The Kaua’i County Planning Commission will let the Kaua’i County Council decide what to do with a council bill aimed at keeping between 450 and 480 acres at the Princeville resort as permanent green space.
On Tuesday, the commission received a county planning department report that said some development was allowed for open space land under the county’s comprehensive zoning ordinance.
That means allowing only one home on land with densities that were not used, giving supporters of the bill hope that development will be limited, if any occurs at all.
But commission sent the report to the council without incorporating any of the department recommendations.
Some commissioners and planning department staffers had raised concerns about issues of government “taking” of property and public testimony for and against the bill.
Commissioner Mike Cockett said the “bill leaves me predisposed to do nothing” until something “concrete comes up.”
Cockett also said the council is an elected body and that it “should have the hot potato put in its bailiwick.”
The council proposed the bill and sent it to commission for review.

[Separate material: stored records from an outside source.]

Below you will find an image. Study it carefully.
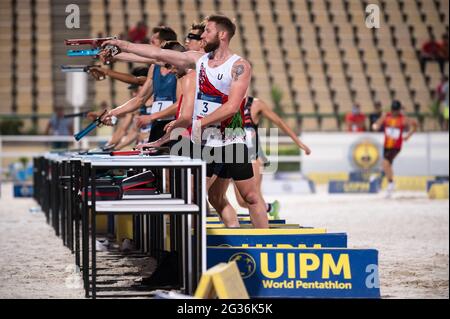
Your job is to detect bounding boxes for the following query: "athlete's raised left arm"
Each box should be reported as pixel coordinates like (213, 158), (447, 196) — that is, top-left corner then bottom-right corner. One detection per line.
(403, 117), (417, 141)
(372, 113), (386, 132)
(196, 59), (252, 128)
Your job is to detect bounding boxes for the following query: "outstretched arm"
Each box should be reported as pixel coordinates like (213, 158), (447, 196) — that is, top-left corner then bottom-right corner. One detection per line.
(106, 114), (133, 145)
(253, 100), (311, 155)
(103, 66), (153, 125)
(113, 52), (157, 64)
(90, 67), (147, 85)
(102, 40), (204, 70)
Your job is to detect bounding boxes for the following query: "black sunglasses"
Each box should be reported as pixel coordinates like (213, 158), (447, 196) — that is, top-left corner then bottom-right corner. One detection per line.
(186, 33), (202, 41)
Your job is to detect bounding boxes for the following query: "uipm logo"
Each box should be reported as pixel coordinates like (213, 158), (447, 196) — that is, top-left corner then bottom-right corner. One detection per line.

Council chair Ron Kouchi introduced the measure to clarify the intent of a variance approval in 1969 for a master plan for the first phase of the Princeville Resort.
The approval called for permanent open space use for about 450 acres, said north shore resident and Realtor Susan Wilson.
The issue has become controversial because of complaints by at least 40 Princeville homebuyers and more hat they bought lots and homes because the original resort owner, Eagle County Development Corporation and Consolidated Oil & Gas Inc., and the current owner, Princeville Development Corp., made representations to keep the land around their properties in open space.
Princeville Corp. representatives, meanwhile, have complained that denying the company full use of the land would result in the taking of property by government without compensation, opening the doors for lawsuits.
Commission planning director Dee Crowell said the issue could involve costly litigation between Princeville Corp. and the homeowners and that the matter may be ultimately decided by the Hawai’i Supreme Court.
A supporter of the council bill, Walter Lewis said he and at least 40 other property owners at Princeville don’t want to see any development on the land.
Yesterday, Lewis presented written testimony saying:
– No development should occur on 368 acres of the 628 acres identified in the county report.
– Efforts should be made to determine what, if any, development plans are in store for the remaining 260 acres, a good portion of which he said he believed was zoned for residential and resort use.
– More discussion has to be made on the issue of “taking” by government.
Wilson, meanwhile, said the Kaua’i County Board of supervisors, in 1969, approved the master plan for 1,000 acres of the resort with a condition that called for setting aside at least 450 acres as a green belt, implying no development would occur on them.
In taking such action, the official body of the county at the time, now the council, “considered the deep valleys and the golf course as open space,” Wilson said.
She also said the first development phase was “basically finished” and the green belt provision was “grandfathered in” before the county passed the comprehensive zoning ordinance in 1972.
Wilson commended the commission decision not to approve the planning department recommendations. Among them:
– Allowing a home on lands that “have not utilized their densities.”
– Requiring a legal opinion on the issues of physical taking and regulatory taking, “investment-backed investments” and “reasonable use.”
Keith Nitta, senior planner with the planning department, said the bill would apply to 39 lots within 479 affected acres that included the golf course and open zone lands.
As far as he knew, only five homes, if desired, could be built on the golf course, Nitta said.
Nitta also said he number of homes that could be built on the other 350 acres classified as vacant and open was not known because of the “mixed zoning.
Considering public testimonies and intent of the bill, “it is concluded that a prudent action may be the allowance of some reasonable use of these affected properties,” Nitta said in the department report.
In other action, the commission:
– Accepted a request by the owners of Kauai Lagoons Resort Company Ltd. to withdraw its permits for a proposed coastline hotel by the Lihu’e Airport.
The commission approved the developer’s request to cancel its Special Management Area Use Permit, a special, a project development use permit and a Class IV Zoning Permit.
Kauai Lagoons had obtained the permits for its “Running Waters” hotel outside Kalapaki Bay in the past.
But because Kauai Lagoons had gotten approval from the council and the commission this year to revise its master plan for is proposed 452-acre project, the resort owner agreed to have the permits canceled.
As part of that proposal, the developer has proposed moving the hotel farther away from the airport, to get away from the noise from flights, even though modern planes are quieter.
– Made official an earlier decision it had reached to deny request for permits by EWM Kauai LLC to revegetate 29 coastal acres north of Hanama’ulu Bay.
Earlier, some commission members cited the need not to chop down existing ironwood trees that were originally planted to protect sugar cane fields.
They also voiced the fear the land clearing could lead to erosion and damage by ocean air. Others said the project would result in barring public access to beaches.
The proposal was part of a larger residential and commercial project EWM had proposed north of the bay.
EWM, however, withdrew its proposal this year, partly due to public concerns about the loss of public access and the timeliness of the project.